Wednesday 23 May 2012

Sausage Comedy

Why do artist's use food?

As well as possessing some interesting visual and sculptural qualities, certain food items convey a particular mood or feeling.

Let us briefly consider the humble sausage:

This is a picture of Swiss artists Fischli and Weiss, 'Wurst series'. They made a series of photos in which frankfurter sausages are arranged as characters in scenes.


In this photo called, 'In the carpet-shop,' we are led to think that the upright sausages represent 'buyers' and the flat meats represent 'carpets'. This is interesting because the meat stands for both human and non-human at the same time, we could think of it as representing something and at the same moment undermining the logic of that representation.

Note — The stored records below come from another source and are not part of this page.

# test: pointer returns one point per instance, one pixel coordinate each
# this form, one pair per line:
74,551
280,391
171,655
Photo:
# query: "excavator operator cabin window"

I think it is fair to say that for Fischli and Weiss there was something inherently comic about using sausages. Maybe this is because it is quite a crude stand in for a human, and an object that is very easy for us to recognise. In this way the use of food here is a bit like the apple over the man's face in Magritte's painting, it is a willfull misuse or disruption of the ordinary.


Here is an example of an artwork by Dieter Roth. He frequently used foodstuffs, such as chocolate, cheese, yoghurt or meat in his artworks. Roth used food as a way to make his work confrontational- he would allow the foods to go off, to rot and to smell as part of the work.

This is an artist book he made called, 'Literaturwurst'. He researched the process of making a sausage, and then shredded the pages of an actual book and encased the pulp in sausage lining. It is a book as a sausage.
If you want to find out more his attitude to food look up the FLUXUS art movement.